Skeleton is one of the Olympic sport disciplines contested at the Winter Olympic Games. It was introduced at the 1928 Winter Olympics in St. Moritz – the birthplace of skeleton – in the form of a men's event contested over four runs. Dropped from the 1932 and 1936 Winter Olympics program, skeleton returned in 1948, when St. Moritz hosted again the Winter Olympics, but was discarded from the following Games in Oslo. After 54 years of absence from the Olympic program, skeleton was reinstated as an official medal sport at the 2002 Winter Olympics in Salt Lake City, featuring individual events for men and women.

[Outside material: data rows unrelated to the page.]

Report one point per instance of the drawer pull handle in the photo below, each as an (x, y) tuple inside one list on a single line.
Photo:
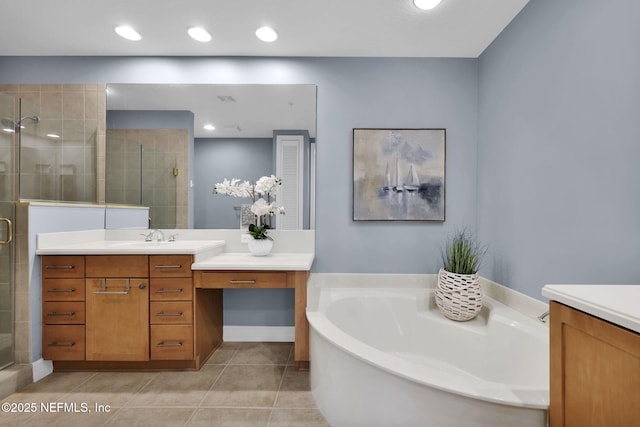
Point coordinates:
[(163, 344), (162, 313), (104, 290)]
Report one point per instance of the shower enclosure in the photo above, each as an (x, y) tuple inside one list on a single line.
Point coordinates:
[(7, 219), (48, 152)]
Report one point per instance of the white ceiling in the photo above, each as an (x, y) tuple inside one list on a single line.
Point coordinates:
[(378, 28)]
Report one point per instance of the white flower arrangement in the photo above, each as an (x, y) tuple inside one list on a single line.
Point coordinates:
[(266, 186)]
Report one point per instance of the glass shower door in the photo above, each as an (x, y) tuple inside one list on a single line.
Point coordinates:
[(7, 214)]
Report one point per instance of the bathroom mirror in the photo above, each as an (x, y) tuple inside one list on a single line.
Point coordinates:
[(161, 153)]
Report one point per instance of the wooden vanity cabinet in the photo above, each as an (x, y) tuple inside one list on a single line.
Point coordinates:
[(595, 371), (63, 310), (126, 312), (172, 336), (117, 307)]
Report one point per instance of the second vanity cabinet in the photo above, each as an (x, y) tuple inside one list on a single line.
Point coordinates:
[(595, 371)]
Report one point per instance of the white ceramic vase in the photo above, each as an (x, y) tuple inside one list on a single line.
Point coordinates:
[(458, 296), (260, 247)]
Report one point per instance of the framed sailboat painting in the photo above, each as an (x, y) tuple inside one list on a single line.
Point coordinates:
[(398, 174)]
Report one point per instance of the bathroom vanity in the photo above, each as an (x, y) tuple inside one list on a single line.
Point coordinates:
[(134, 305), (595, 355)]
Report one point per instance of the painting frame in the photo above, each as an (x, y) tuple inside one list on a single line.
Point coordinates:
[(399, 174)]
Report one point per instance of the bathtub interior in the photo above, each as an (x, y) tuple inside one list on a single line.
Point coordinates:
[(499, 346)]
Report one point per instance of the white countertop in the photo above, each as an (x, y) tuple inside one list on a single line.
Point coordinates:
[(618, 304), (245, 261), (130, 247), (295, 248)]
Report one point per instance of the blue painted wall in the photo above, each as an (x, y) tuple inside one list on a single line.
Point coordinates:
[(542, 141), (559, 132), (352, 92), (219, 158)]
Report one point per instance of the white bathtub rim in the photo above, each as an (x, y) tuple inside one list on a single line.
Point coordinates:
[(524, 304), (536, 397)]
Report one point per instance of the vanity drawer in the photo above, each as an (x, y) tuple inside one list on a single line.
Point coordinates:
[(63, 313), (60, 266), (63, 289), (175, 289), (171, 342), (63, 342), (170, 265), (117, 265), (244, 279), (171, 313)]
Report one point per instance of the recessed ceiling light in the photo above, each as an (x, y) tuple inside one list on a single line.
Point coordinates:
[(266, 34), (426, 4), (199, 34), (128, 33)]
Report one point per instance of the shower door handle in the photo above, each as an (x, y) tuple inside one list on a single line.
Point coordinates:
[(9, 231)]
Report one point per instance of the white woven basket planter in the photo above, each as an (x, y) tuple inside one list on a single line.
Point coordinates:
[(458, 296)]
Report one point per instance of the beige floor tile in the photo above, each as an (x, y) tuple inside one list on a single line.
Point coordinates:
[(269, 353), (166, 417), (69, 418), (297, 418), (246, 386), (230, 417), (177, 389), (115, 389), (59, 382), (295, 391), (222, 355)]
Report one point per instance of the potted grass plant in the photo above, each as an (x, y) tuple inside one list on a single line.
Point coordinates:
[(458, 293)]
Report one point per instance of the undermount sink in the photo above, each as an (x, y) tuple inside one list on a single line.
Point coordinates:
[(178, 244)]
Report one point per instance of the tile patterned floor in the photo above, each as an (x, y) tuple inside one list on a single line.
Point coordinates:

In 1928, the first Olympic skeleton event was won by American sledder Jennison Heaton, who also won a silver medal in the bobsleigh's five-man event. His younger brother, John Heaton, was runner-up, spending an additional second to complete all three runs (the fourth was cancelled). He repeated this result 20 years later, placing behind Nino Bibbia of Italy, who won his country's first Winter Olympic gold medal.

In 2002, American sledder Jimmy Shea – grandson of Jack Shea, two-time Olympic speed skating champion at the 1932 Lake Placid Games – secured the gold medal by 0.05 seconds, becoming the first Olympic skeleton champion in 54 years. On the same day, another American, Tristan Gale, won the first-ever women's event in the discipline. In the 2006 Winter Olympics men's event, 39-year-old Canadian Duff Gibson beat countryman and world champion Jeff Pain to become the oldest individual gold medalist at the Winter Games. Switzerland's Gregor Stähli won the bronze medal for the second time, beating the third Canadian sledder, Paul Boehm, by 0.26 seconds and thus preventing a medal sweep for Canada. Four years later, Jon Montgomery secured a back-to-back victory for Canada in the men's event, while Amy Williams's win in the women's event gave Great Britain its only medal at the 2010 Winter Olympics, as well as its first individual gold medalist since 1980, and first individual female gold medalist since 1952. This victory was emulated four years later in Sochi by another British athlete, Lizzy Yarnold, who secured her country's second consecutive Olympic skeleton gold medal. 
The following day, Aleksandr Tretyakov – who had won Russia's first Olympic skeleton medal in Vancouver – beat the 2010 Olympic silver medalist Martins Dukurs of Latvia in the men's event to secure his first Olympic title.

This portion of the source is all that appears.